= Valindaba =

Uranium enrichment plant in South Africa

The Valindaba site, also known as Pelindaba East or Y-plant, was an experimental uranium enrichment plant, located 35 km west of Pretoria, Gauteng province, South Africa. The plant's name is consistent with the South African government's policy of official secrecy that concealed the plant's role in nuclear weapons production.

== History ==
The South African government announced in July 1970, that it was able to enrich uranium by means of the Helikon vortex separation process, by means of a jet-nozzle to accumulate the uranium 235 isotope. It was a variation of a method developed by Erwin Becker in Karlsruhe, Germany. West German firm Steinkohlen-Elektrizitats (STEAG) facilitated the transfer of the German process to the South Africans. Y-Plant was completed in 1975 by the Uranium Enrichment Corporation of South Africa (UCOR) and started producing HEU in 1978. During the 1970s, it was speculated that Valindaba may have supported the production of nuclear weapons. It was shut down for almost two years following an accident in 1979, but was back in production by 1981 and since then has produced all the fuel required by SAFARI-1.

It was alleged that in 1980 or 1981, South Africa had received low-enriched uranium from China, which the latter denied, for use as fuel for its Koeberg nuclear power plant rods. The worry at the time was that the newly obtained low-enriched uranium could be used to increase the output of highly enriched uranium. This weapons-grade material could potentially be turned into 2 or 3 nuclear weapons a year.

In 1978, President Jimmy Carter had signed into law the Nuclear Non-Proliferation Act of 1978, to curtail the sale of nuclear material. Two American brokering firms, Edlow International and SWUCO Inc, procured uranium fuel for South Africa and sent it to France for processing before being sent to the former country.
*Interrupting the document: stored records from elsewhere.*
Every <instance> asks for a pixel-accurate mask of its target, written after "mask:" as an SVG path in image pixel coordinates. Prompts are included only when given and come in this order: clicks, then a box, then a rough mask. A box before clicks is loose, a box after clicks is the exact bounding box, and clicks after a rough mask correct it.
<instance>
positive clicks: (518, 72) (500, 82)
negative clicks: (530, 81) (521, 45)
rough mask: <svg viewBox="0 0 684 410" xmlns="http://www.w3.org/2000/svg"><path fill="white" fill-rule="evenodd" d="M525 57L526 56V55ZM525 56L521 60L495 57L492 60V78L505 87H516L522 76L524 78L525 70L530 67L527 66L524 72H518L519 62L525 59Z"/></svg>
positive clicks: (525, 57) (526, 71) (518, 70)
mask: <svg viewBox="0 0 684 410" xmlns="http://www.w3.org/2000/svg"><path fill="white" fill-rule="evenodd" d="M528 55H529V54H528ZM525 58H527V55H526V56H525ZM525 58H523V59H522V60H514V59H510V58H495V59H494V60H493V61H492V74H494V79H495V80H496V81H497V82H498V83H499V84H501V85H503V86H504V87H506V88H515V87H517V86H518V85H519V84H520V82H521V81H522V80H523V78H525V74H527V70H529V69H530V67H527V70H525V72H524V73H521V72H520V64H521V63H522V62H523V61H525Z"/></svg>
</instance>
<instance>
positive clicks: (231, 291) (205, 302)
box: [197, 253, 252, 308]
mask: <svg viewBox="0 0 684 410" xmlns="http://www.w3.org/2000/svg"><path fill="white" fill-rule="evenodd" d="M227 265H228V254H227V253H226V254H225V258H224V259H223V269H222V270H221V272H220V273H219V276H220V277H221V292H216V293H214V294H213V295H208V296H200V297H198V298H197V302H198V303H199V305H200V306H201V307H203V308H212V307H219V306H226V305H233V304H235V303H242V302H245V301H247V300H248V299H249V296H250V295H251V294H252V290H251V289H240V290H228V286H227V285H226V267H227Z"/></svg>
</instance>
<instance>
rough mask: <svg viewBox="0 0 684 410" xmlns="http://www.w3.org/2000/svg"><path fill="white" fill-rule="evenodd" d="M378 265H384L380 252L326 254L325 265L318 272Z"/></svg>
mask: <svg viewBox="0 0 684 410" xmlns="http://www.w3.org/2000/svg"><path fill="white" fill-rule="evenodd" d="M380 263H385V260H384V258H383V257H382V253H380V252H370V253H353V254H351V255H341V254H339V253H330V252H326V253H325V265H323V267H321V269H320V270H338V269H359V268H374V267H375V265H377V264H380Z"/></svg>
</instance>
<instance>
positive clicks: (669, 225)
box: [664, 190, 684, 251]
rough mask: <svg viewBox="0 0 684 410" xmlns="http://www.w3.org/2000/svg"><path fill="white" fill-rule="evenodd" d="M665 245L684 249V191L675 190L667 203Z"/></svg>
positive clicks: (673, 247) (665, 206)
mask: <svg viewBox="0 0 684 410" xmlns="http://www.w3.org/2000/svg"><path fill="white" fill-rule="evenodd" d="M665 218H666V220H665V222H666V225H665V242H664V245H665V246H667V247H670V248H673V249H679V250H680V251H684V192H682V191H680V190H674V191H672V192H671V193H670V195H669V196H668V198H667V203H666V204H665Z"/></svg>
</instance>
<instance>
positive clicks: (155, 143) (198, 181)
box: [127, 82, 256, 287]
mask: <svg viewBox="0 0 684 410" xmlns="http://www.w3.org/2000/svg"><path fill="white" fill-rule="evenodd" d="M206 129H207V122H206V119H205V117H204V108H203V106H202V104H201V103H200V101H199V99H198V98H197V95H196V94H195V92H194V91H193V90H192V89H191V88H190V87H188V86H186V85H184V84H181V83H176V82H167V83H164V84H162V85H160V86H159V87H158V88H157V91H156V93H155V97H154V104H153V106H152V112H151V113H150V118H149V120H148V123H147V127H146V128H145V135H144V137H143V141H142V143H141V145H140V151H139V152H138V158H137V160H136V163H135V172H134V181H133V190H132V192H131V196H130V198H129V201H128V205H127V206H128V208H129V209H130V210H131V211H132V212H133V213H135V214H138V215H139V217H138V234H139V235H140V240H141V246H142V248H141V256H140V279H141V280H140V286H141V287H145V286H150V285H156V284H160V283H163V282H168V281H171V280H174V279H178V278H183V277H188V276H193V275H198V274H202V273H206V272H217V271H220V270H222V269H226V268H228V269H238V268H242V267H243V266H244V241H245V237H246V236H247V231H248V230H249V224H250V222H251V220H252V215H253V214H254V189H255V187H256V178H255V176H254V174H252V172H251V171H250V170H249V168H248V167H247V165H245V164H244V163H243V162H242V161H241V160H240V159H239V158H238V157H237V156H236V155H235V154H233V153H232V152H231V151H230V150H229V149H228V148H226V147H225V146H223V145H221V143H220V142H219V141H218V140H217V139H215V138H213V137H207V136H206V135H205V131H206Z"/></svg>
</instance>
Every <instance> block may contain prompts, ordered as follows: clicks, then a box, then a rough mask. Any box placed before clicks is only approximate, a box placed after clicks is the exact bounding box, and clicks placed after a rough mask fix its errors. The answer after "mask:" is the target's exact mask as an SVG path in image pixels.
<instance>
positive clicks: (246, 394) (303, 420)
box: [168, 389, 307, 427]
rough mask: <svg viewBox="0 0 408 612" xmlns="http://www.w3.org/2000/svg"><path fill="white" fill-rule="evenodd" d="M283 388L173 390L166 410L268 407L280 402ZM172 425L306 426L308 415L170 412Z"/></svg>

The US State Department were aware of the deal in 1982 but had not discouraged it.

In 1985, it was estimated that the Valindaba plant was capable of producing 50 kg of highly enriched uranium per year. Early in 1986, the IAEA attempted to negotiate an inspection program for Valindaba with the South Africa government but talks broke down between the two parties.

In September 1989, FW de Klerk was appointed president of South Africa with a policy to improve the country's relationship with the rest of the world. He formed an expert committee to investigate the pros and cons of the country's nuclear weapons strategy and whether to join the Nuclear Proliferation Treaty (NPT). In November 1989, the committee recommended to end the program and dismantle the nuclear weapons.

With a committee composed of persons from AEC and Armscor, an 18-month timetable was created to dismantle and destroy the weapons, the storage of the nuclear material, the decontamination of the enrichment plant and the destruction of all scientific material and knowledge. On 1 February 1990, the Y-Plant at Valindaba was closed and dismantled. The 18 month timetable was completed in July 1991 and South Africa joined the NPT on 10 July 1991. They then joined the IAEA in September and on 10 October 1991 disclosed its nuclear materials, facilities and program. On 24 March 1993, President FW de Klerk announced to the world the end of the South African nuclear weapons program.